From factories to space
However, Neuron soundware has much broader applications than simply maintaining production machines. In fact, vibration analysis can also be used for quality control or optimizing production management across industries. Two years ago, the company decided to enter the space sector. It joined ESA BIC in Prague, where it is now testing its technology for quality control and preparation for pre-flight testing of small space satellites, called cubesats, which will, for example, image the Earth.
“Our technology has an incredibly diverse range of applications, and space is an area where we see huge potential for its use. We are now testing the base plates of cubesats to see if they can withstand the wild vibrations of launching a launch vehicle into space. But testing cubesats is just the beginning for us, and one day we would like to see our technology in space. For example, it could be used to monitor the health of individual components of a life support system such as air conditioning, recycling systems or space station cooling. For example, the Hawaii Space Exploration Analog and Simulation (HI-SEAS) centre, where NASA and other partners are testing conditions on Mars, has expressed interest. Detecting potential failures of these systems early and minimizing the risk of loss of life will be essential for space colonization,” says Pavel Konečný, founder of Neuron soundware.
Up to 100 companies are in the potential market in the EU alone
Successful validation of the device’s functionality could really help the company break into the huge world of space probe manufacturing. Testing in certified labs equipped for large satellites is expensive. For many smaller companies and universities, the desktop test equipment developed by Neuron soundware is sufficient to test cubesats that often weigh only kilograms. It consists of a so-called shaker that simulates rocket launches and other mechanical tests, as well as a recording device from Neuron soundware. Everything is connected to an online platform for collecting, managing and analysing the resulting data. Tests so far look encouraging.

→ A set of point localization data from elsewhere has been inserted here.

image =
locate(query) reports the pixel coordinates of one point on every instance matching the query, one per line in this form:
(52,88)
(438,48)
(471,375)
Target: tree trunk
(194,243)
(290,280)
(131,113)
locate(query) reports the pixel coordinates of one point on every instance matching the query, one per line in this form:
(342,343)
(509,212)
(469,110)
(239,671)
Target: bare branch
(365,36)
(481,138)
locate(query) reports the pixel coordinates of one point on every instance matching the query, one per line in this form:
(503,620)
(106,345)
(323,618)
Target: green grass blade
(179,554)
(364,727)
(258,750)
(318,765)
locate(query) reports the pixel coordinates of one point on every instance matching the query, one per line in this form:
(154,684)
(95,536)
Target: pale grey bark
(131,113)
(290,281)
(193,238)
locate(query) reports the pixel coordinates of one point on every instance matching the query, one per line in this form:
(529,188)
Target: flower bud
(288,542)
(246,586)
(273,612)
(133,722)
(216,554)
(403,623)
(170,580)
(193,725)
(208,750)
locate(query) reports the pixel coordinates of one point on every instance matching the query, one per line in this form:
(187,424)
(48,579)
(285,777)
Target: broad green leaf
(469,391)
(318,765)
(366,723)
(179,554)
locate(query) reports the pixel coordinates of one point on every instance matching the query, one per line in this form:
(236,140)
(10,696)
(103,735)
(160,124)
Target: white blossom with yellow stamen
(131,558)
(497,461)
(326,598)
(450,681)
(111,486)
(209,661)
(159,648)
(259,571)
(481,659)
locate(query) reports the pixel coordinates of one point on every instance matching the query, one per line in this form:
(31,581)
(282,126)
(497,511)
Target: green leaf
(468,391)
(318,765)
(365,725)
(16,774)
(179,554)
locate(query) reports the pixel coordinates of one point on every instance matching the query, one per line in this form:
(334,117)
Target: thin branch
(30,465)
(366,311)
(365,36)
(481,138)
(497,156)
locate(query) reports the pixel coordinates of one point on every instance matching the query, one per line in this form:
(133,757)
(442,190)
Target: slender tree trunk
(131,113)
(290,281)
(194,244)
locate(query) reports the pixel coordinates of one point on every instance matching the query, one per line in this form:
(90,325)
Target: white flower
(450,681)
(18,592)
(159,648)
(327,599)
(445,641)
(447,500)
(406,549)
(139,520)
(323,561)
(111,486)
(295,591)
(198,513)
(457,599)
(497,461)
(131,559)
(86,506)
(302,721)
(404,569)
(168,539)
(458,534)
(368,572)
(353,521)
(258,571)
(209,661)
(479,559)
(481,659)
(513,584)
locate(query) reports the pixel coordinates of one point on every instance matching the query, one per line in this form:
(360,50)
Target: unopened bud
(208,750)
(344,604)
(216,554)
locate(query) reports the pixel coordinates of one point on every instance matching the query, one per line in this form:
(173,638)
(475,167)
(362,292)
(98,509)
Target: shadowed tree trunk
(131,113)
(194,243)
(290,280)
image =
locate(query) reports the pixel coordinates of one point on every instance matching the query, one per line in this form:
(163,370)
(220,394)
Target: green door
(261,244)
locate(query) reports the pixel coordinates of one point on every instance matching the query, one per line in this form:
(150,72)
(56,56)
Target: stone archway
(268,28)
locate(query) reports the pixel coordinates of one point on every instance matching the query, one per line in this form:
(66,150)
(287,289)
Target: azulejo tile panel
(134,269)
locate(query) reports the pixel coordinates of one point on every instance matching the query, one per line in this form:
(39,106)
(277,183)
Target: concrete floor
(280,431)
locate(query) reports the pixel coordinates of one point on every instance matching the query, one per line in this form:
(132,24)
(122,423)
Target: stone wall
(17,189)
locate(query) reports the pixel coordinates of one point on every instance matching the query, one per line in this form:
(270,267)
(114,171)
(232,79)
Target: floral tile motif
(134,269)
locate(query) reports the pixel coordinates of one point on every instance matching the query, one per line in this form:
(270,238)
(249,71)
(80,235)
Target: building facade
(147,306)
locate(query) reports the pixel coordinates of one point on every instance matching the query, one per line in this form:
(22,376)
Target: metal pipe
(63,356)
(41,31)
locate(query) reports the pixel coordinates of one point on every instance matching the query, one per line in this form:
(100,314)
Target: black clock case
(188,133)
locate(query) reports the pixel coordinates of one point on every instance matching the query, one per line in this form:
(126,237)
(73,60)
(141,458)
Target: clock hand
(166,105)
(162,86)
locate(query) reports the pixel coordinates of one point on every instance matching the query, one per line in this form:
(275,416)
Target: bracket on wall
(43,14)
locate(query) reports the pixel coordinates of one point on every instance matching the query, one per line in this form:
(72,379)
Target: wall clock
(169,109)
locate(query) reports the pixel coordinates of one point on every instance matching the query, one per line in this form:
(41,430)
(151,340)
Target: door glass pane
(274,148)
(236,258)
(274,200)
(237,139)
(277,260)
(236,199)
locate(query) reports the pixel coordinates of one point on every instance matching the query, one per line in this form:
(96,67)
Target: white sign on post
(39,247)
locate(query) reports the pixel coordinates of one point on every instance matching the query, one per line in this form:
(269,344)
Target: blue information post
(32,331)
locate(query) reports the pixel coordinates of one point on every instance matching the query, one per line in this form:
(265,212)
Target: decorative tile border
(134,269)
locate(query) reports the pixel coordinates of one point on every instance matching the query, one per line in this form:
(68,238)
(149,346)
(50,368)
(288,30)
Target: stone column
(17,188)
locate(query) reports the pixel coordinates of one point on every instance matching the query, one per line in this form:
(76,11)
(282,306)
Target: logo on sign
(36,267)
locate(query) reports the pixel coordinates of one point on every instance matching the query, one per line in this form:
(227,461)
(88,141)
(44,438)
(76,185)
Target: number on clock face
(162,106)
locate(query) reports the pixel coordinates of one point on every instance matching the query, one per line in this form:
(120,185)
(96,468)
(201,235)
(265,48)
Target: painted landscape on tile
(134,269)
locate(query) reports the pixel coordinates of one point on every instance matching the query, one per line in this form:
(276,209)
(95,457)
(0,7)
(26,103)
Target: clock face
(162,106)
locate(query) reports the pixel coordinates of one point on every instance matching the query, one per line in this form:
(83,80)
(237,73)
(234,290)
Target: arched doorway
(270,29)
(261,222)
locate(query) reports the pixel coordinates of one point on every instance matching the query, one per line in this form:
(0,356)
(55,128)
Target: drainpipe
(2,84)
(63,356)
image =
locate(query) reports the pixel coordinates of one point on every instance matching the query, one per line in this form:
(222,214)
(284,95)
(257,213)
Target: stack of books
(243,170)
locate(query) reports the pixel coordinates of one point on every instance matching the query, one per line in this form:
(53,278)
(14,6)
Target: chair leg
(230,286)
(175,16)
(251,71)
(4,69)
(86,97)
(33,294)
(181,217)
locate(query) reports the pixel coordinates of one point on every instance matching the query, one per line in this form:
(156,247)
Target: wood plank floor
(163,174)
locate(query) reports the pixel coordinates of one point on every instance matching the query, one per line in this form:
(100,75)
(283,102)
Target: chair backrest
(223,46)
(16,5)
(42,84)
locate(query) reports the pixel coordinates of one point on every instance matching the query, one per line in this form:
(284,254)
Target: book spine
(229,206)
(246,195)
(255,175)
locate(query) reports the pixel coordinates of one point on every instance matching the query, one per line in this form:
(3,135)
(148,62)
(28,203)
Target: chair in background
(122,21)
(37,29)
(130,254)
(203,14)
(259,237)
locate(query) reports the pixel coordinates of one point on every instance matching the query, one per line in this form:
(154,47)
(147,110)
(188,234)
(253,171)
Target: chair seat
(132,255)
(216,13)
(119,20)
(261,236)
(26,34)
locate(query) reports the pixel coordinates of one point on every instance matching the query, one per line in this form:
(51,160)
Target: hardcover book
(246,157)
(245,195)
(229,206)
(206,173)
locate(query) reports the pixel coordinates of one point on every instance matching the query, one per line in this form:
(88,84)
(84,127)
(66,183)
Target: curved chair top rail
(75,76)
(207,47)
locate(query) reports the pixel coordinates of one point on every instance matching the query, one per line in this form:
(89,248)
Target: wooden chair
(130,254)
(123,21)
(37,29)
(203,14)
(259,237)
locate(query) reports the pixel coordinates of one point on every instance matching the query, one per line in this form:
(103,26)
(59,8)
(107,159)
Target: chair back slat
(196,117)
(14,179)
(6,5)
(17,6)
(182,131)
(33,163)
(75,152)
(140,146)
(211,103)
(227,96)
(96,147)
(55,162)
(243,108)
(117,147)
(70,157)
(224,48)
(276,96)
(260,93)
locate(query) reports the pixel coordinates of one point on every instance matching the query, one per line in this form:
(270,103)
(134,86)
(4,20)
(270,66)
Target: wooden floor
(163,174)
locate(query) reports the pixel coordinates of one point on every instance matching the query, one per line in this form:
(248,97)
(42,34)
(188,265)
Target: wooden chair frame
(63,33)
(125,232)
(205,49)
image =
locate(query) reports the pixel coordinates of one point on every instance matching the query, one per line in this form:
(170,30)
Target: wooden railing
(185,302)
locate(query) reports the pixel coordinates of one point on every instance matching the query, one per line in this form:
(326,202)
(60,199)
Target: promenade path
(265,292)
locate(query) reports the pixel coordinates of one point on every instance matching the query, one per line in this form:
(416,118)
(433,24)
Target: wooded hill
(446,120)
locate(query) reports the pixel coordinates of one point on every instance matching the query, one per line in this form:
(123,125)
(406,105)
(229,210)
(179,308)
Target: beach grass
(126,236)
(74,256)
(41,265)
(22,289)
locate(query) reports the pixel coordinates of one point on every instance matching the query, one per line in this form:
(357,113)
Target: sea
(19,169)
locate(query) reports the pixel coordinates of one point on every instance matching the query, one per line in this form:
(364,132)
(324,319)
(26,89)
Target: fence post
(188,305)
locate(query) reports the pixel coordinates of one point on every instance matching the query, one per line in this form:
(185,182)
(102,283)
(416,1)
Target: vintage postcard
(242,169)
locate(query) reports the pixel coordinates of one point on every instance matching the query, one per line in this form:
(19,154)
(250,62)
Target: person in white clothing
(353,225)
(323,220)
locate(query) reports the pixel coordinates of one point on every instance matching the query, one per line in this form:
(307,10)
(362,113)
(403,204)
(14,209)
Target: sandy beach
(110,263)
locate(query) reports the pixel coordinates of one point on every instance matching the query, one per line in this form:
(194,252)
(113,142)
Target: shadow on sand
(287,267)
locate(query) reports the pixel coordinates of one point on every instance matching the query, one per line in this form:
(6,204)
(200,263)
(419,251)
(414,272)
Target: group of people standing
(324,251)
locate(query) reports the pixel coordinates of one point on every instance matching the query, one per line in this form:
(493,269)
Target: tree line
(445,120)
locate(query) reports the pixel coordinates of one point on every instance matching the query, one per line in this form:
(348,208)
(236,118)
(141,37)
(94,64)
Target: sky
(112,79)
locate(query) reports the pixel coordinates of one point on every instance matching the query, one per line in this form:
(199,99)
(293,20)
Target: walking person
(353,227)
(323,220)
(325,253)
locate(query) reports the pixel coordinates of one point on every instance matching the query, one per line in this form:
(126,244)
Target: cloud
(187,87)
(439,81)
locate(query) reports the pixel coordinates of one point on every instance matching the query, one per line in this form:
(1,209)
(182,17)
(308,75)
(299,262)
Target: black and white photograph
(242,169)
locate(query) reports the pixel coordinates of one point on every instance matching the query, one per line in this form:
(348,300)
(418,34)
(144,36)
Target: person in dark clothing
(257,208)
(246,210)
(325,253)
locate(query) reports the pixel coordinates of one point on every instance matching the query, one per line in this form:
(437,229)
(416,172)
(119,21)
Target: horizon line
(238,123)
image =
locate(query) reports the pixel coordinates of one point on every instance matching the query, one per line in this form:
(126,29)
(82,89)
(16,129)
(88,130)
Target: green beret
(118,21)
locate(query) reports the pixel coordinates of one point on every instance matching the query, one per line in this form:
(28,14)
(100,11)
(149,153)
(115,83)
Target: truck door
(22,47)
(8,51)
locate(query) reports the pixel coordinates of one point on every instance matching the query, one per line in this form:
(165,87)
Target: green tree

“We first ensured that our equipment complies with the technical requirements for pre-flight and developmental checks and then we have already started testing. Normally, cubesats are tested on large, expensive machines, which are also designed for huge satellites, and there are a limited number of these. We manage testing in a fraction of the time and cost, yet at least as reliably. So the tests are proceeding as planned and the project is heading towards a successful conclusion. Success would open the door to potentially 50 to 100 manufacturers of these small space exploration devices in the European Union alone,” says Konečný.
“The space sector requires the most advanced technologies not only directly on space satellites, but also in testing and quality control. If your air conditioning or heating breaks down on Earth, you can handle it. But in space, it’s a matter of survival. That’s why we are constantly seeking and supporting solutions that take the reliability and quality of these devices even further. What we particularly appreciate about Neuron soundware solutions is the speed of testing compared to traditional test labs that have long waiting times and become a bottleneck in device production. Neuron soundware technology allows us to speed up the process and at the same time significantly reduce costs,” says Michal Kuneš, Program Manager at ESA BIC’s Czech office.
“Neuron soundware is another of more than 34 promising startups in the Czech ESA incubation centre. The Czech Republic is home to many talented engineers and visionaries, both in the space sector and in the technology sector in general. The Neuron soundware team was able to take their seemingly unrelated technology and demonstrate its applicability to space applications,” says Michal Bambušek from CzechInvest, the operator of the ESA BIC incubator in the Czech Republic.